Thuan's family had few saos of farming land (1 sao = 360 square meters), growing 2 cabbage crops and 1 corn crops every year. He said bio-pesticides were rarely used because they were only good at prevention but ineffective in case of insect outbreak. Next to Thuan’s cabbage farm, the blades of grass or leaves looked like to be burned by boiling water. “They sprayed herbicides. Because the field was full of weeds if we didn’t apply herbicides they would absorb all fertilizer. Today, no one has pulled weeds by hands. They have been using herbicides as a quick and effective way to kill weeds,” Thuan explained.

A Chinese pesticide bottle without label. Photo: Duong Dinh Tuong.

Most of the villagers no longer pulled weeds by hands as they used herbicides.The grass died up everywhere.

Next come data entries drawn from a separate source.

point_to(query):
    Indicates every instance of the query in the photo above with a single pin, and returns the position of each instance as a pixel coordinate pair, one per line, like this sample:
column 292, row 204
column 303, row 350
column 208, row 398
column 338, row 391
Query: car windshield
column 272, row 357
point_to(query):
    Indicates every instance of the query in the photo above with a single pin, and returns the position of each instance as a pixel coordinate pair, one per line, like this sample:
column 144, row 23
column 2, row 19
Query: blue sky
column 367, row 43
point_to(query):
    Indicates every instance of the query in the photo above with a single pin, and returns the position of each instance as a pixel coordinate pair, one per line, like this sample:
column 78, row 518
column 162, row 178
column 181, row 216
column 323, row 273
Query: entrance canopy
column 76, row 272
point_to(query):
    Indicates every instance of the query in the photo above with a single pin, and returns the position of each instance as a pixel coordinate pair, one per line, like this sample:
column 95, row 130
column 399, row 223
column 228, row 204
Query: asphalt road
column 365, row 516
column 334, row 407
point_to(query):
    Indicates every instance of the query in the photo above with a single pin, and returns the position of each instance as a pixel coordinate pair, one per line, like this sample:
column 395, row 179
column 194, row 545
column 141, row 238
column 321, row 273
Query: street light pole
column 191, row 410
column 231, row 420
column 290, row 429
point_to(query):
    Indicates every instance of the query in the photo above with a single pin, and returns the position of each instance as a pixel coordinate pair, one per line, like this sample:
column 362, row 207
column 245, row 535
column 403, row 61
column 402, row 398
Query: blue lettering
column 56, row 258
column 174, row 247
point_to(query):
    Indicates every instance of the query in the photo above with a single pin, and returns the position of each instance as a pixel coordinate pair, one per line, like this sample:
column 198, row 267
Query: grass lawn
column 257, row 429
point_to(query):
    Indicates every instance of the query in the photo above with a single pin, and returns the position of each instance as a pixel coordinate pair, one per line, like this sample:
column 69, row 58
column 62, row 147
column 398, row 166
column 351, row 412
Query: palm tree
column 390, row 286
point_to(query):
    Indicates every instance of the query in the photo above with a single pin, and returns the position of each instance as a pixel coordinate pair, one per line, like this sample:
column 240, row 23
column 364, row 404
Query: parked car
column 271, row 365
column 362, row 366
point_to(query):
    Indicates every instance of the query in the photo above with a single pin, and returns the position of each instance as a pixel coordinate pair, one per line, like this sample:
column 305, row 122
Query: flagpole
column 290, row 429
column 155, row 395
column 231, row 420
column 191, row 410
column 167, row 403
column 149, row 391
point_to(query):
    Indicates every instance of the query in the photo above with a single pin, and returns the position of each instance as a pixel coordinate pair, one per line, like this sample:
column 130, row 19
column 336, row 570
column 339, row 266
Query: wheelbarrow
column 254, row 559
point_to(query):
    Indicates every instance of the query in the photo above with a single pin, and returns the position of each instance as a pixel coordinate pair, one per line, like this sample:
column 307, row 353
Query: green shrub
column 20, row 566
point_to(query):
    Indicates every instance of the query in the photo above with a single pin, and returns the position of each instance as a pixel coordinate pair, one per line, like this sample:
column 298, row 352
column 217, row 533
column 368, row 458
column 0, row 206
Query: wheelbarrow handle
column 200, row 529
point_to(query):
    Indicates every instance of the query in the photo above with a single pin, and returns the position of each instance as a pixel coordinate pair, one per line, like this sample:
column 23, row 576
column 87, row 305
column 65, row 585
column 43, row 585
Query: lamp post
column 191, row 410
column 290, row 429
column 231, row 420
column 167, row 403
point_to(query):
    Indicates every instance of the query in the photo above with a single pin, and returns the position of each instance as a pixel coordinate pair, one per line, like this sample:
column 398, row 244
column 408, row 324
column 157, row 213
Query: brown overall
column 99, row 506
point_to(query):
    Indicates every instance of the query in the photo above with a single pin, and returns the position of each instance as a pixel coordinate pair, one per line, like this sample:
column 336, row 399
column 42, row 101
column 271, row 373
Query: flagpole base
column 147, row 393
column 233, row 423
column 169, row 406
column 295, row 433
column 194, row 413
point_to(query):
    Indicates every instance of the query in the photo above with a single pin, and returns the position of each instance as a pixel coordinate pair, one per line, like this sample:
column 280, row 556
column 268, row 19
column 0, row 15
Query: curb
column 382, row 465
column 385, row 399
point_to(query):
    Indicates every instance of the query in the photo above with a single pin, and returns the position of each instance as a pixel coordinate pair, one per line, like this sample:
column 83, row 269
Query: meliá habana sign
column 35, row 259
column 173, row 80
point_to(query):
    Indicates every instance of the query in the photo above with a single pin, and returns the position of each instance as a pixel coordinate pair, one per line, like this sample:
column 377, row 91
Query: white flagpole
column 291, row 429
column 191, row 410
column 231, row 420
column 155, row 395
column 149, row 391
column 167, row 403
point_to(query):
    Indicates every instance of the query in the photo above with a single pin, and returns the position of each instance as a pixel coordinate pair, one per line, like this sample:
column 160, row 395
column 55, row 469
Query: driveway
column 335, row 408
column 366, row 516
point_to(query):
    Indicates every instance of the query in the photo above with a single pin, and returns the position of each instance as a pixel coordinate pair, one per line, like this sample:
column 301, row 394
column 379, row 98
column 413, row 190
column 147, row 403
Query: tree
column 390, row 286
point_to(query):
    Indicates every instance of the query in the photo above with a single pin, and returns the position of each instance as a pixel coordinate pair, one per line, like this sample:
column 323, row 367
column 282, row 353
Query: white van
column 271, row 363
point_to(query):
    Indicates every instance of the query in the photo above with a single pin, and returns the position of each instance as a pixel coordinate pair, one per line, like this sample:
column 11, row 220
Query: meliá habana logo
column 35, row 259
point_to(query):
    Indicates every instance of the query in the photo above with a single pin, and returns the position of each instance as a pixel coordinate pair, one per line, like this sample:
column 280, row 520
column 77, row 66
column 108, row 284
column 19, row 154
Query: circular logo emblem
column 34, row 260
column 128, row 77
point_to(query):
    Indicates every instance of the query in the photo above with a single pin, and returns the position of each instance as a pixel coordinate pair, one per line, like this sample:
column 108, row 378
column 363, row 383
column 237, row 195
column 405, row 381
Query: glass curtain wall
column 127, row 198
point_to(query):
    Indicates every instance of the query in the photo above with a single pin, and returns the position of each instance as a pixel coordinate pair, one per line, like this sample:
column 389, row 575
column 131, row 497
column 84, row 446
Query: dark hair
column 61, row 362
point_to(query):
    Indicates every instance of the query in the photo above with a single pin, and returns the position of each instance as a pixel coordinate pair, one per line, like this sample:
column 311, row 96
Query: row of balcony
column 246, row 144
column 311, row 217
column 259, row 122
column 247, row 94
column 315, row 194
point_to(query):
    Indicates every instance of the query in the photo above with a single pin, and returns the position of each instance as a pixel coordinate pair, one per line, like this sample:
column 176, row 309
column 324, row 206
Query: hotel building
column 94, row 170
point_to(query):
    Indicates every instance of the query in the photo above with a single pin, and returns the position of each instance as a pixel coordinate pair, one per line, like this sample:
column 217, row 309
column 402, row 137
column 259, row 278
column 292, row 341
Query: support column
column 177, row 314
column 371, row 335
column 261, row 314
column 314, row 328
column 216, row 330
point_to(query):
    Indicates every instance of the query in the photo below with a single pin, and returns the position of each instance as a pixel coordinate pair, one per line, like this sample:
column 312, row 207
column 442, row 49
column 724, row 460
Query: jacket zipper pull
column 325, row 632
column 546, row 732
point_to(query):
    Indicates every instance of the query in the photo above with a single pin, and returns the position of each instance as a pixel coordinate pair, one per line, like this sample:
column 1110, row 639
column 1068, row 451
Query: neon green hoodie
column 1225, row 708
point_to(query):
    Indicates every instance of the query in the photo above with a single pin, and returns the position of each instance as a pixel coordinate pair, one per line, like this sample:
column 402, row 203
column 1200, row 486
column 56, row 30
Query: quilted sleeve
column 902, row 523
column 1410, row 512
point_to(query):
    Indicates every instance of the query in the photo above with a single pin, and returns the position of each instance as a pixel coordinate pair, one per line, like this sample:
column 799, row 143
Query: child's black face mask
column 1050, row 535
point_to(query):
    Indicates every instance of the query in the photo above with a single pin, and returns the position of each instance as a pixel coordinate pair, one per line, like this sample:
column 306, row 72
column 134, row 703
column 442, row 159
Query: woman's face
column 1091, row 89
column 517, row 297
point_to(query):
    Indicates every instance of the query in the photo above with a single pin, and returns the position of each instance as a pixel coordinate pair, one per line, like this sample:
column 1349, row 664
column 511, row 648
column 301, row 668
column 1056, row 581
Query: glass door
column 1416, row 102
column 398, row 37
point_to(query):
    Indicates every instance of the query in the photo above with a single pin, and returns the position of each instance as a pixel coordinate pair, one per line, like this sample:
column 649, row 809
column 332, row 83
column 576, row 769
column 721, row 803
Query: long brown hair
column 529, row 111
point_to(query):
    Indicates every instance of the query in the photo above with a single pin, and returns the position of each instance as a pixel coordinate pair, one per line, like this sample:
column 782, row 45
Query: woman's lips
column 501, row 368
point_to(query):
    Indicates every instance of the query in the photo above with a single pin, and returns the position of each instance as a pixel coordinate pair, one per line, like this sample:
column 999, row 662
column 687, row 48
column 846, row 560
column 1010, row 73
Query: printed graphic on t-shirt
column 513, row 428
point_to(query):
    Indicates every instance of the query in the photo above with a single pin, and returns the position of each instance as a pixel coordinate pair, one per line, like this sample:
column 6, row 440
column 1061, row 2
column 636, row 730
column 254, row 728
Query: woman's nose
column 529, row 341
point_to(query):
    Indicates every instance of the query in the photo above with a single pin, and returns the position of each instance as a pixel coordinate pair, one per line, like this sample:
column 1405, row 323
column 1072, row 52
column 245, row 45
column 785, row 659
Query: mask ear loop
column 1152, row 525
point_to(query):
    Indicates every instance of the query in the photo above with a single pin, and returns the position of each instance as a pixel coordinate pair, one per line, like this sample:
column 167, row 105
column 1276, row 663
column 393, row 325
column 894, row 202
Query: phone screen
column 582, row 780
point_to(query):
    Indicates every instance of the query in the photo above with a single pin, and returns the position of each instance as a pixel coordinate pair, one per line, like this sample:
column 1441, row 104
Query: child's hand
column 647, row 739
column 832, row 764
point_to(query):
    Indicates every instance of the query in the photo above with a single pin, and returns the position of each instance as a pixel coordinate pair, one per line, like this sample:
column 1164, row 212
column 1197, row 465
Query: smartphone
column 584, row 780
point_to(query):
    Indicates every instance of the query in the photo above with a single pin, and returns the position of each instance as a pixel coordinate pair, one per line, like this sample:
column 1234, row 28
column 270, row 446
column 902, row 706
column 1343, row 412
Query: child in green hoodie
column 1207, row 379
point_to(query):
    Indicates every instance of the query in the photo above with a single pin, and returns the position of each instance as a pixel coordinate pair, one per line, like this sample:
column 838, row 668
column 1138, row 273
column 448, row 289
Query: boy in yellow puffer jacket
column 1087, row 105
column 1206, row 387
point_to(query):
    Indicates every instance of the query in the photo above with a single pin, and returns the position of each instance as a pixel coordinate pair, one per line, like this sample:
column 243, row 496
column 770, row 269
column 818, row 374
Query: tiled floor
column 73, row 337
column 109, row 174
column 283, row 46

It was easy to find empty China pesticide bottles disposed by the fields. While in the concrete tanks built to store used pesticide and herbicide bottles and bags were full of them. After each use, farmers threw empty bottles and bags in the tanks, and then burned them out because they were not collected.

A tank storing empty pesticide bottles and bags in Gia Xuyen commune. Photo: Duong Dinh Tuong.

An unnamed woman said: “In my family, only my husband and I still work in the field. Neither of our children want to follow us because farming is hard work and harmful. In a moment, my husband will spray herbicide on our empty farmland over there to prepare for the next crop. He will also spray pesticide for our cabbage field. Herbicides or pesticides made in Vietnam are not so effective as those made in China. Although Chinese pesticides have strong and terrible smell if we don’t use them we can’t have vegetable to eat or to sell because there are a lot of insects and diseases attacking our crops.”

In the afternoon, more and more people poured into the fields to spray pesticides because active ingredients could avoid the sunlight and get more effective. A few moments later, dust from pesticides covered the fields, engulfed the farmers with heavy spray containers on their backs in choking smog.